In this question, $k \geq 2$ and $N \geq 1$ are integers.
We consider the space $S = \mathcal{S}_k(\Gamma_1(N))^{new}$ of modular forms of weight $k$ for $\Gamma_1(N)$ (the same question can certainly be asked for $k = 1$ but I think that this MO answer should help). It has an action of Hecke operators $T_p$ (for all primes $p$) and diamonds $\langle d\rangle$ (for all integers $d$ coprime to $N$). Let $T_{\mathbb{Q}}$ be the (commutative) $\mathbb{Q}$-algebra generated by these operators (seen as a subalgebra of the ring of endomorphisms of $S$), and $T_{\mathbb{C}}$ be the sub-$\mathbb{C}$-algebra of the ring of endomorphisms of $S$ generated by these operators.

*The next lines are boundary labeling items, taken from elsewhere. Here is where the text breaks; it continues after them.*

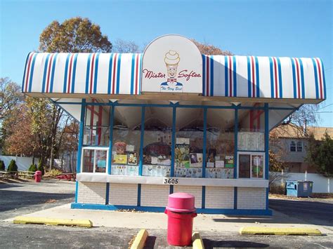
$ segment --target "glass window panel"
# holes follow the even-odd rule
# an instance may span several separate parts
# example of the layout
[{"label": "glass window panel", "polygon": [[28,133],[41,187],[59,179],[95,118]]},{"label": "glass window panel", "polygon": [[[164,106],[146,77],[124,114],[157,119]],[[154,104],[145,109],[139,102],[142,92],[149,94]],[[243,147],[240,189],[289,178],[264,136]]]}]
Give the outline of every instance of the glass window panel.
[{"label": "glass window panel", "polygon": [[[254,105],[261,107],[262,105]],[[238,110],[238,150],[265,150],[265,112]]]},{"label": "glass window panel", "polygon": [[92,173],[93,172],[95,152],[93,149],[84,149],[83,154],[82,172]]},{"label": "glass window panel", "polygon": [[96,164],[95,166],[95,173],[106,173],[107,155],[106,150],[96,150]]},{"label": "glass window panel", "polygon": [[202,109],[177,108],[175,147],[176,177],[202,177],[203,127]]},{"label": "glass window panel", "polygon": [[234,121],[234,109],[207,110],[207,178],[233,178]]},{"label": "glass window panel", "polygon": [[263,156],[252,155],[251,173],[252,178],[263,178]]},{"label": "glass window panel", "polygon": [[141,107],[115,107],[111,174],[138,175]]},{"label": "glass window panel", "polygon": [[170,176],[172,108],[145,107],[143,175]]},{"label": "glass window panel", "polygon": [[239,178],[249,178],[250,177],[251,155],[240,154],[238,163],[239,163],[239,168],[238,168]]}]

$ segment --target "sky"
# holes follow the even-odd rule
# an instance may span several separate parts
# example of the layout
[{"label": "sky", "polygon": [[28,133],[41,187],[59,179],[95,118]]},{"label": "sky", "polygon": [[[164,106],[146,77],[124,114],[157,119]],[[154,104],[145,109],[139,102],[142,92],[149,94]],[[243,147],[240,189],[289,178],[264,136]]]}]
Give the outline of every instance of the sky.
[{"label": "sky", "polygon": [[332,1],[8,1],[0,0],[0,77],[21,84],[30,51],[52,21],[76,16],[100,26],[111,42],[143,47],[178,34],[237,55],[319,57],[327,100],[318,125],[333,127]]}]

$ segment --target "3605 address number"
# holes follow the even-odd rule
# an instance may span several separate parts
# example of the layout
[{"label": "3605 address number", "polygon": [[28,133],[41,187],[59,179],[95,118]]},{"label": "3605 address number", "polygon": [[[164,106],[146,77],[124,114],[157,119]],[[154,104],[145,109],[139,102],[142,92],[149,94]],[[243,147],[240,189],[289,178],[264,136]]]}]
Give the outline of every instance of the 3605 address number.
[{"label": "3605 address number", "polygon": [[178,180],[176,178],[164,178],[163,179],[163,184],[171,184],[171,185],[176,185],[178,184]]}]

My question is the following: let $f \in S$ be a Hecke normalized newform. Let $\sigma$ be an automorphism of $\mathbb{C}$ (or of $\overline{\mathbb{Q}}$ if we accept that the eigenvalues of Hecke operators are algebraic). It is well-known (it appears in, say, Shimura's 1976 paper The special values of zeta functions associated with cusp forms) that $f^{\sigma}$ (defined as a formal power series by letting $\sigma$ act on all the coefficients of $f$) is another Hecke eigenform. But why is that?

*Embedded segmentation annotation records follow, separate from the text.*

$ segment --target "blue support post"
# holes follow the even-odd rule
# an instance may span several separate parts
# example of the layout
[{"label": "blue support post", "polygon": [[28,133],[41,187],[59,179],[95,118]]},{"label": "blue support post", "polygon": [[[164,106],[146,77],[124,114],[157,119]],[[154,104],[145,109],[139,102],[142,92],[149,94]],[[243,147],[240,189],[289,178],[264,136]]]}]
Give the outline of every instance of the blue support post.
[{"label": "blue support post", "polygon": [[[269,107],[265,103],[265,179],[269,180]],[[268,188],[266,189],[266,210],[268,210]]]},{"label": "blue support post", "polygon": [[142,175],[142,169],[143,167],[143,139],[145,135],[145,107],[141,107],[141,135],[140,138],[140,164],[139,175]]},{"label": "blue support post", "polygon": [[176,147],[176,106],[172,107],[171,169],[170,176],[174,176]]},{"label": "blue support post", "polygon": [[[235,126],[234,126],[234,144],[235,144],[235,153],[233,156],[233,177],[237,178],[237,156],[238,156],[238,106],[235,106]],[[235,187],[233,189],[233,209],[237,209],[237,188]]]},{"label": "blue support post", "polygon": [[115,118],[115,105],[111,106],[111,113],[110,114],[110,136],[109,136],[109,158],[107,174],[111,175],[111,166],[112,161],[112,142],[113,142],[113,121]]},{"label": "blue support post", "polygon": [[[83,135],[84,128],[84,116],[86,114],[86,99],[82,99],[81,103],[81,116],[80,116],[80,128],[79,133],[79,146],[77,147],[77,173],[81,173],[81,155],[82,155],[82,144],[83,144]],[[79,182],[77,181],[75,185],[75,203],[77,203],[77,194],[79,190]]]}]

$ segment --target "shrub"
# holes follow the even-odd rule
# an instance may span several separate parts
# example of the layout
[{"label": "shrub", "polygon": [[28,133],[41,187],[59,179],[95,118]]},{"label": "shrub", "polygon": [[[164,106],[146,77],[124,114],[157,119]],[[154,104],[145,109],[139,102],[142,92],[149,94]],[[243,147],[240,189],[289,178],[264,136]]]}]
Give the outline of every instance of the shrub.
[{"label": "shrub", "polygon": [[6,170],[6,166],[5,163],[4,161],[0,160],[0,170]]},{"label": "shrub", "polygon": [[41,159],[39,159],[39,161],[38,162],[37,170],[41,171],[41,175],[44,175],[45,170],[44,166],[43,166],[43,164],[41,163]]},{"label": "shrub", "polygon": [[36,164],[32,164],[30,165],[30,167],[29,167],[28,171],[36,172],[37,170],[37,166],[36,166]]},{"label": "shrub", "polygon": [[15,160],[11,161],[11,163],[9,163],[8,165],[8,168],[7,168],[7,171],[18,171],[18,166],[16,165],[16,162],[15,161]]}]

A possible reformulation involves using the well-known fact that such eigenforms are exactly the $\mathbb{C}$-morphisms $T_{\mathbb{C}} \rightarrow \mathbb{C}$. Now, if $f$ corresponds to the morphism $\mu$, $f^{\sigma}$ corresponds to a $\mathbb{C}$-morphism mapping $T_n$ to $\sigma \circ \mu(T_n)$. But this cannot define a $\mathbb{C}$-morphism $T_{\mathbb{C}}$ unless every $\mathbb{C}$-linear relation between the $T_n$ (and the diamonds) is in fact rational. In other words, we need that $T_{\mathbb{Q}} \otimes_{\mathbb{Q}} \mathbb{C} \rightarrow T_{\mathbb{C}}$ be injective. But I'm not sure if this is easier to prove than the original statement.
In weight $2$, Hecke operators can be interpreted as endomorphisms of the Jacobian of $X_1(N)$ and cusp forms can be interpreted as global differentials on said Jacobian. So we could be done if, for a complex abelian variety $J$, $\mathrm{End}(J) \otimes \mathbb{C} \rightarrow \mathcal{L}(H^0(J,\Omega^1))$ is injective. This is, however, false, because of $J=\mathbb{C}/\mathbb{Z}[i]$ (and other instances of complex multiplication).
If, however, we have a full basis of $\mathcal{S}_k(\Gamma_1(N))$ by cusp forms with rational Fourier coefficients, this means that the image of the Fourier expansion map $\mathcal{S}_k(\Gamma_1(N)) \rightarrow \mathbb{C}[[q]]$ is of the form $V \otimes \mathbb{C}$, where $V$ is a subspace of $\mathbb{Q}[[q]]$ and thus that the Galois conjugate of a modular form for $\mathcal{S}_k(\Gamma_1(N))$ is in $\mathcal{S}_k(\Gamma_1(N))$, and then the result follows easily. But this doesn't look easier than the bolded question.
So where does that assertion come from? Why is the Galois conjugate of a newform a newform of same level?
(You may use that Hecke eigenvalues are algebraic integers, but I would appreciate a reference for the weights $k > 2$).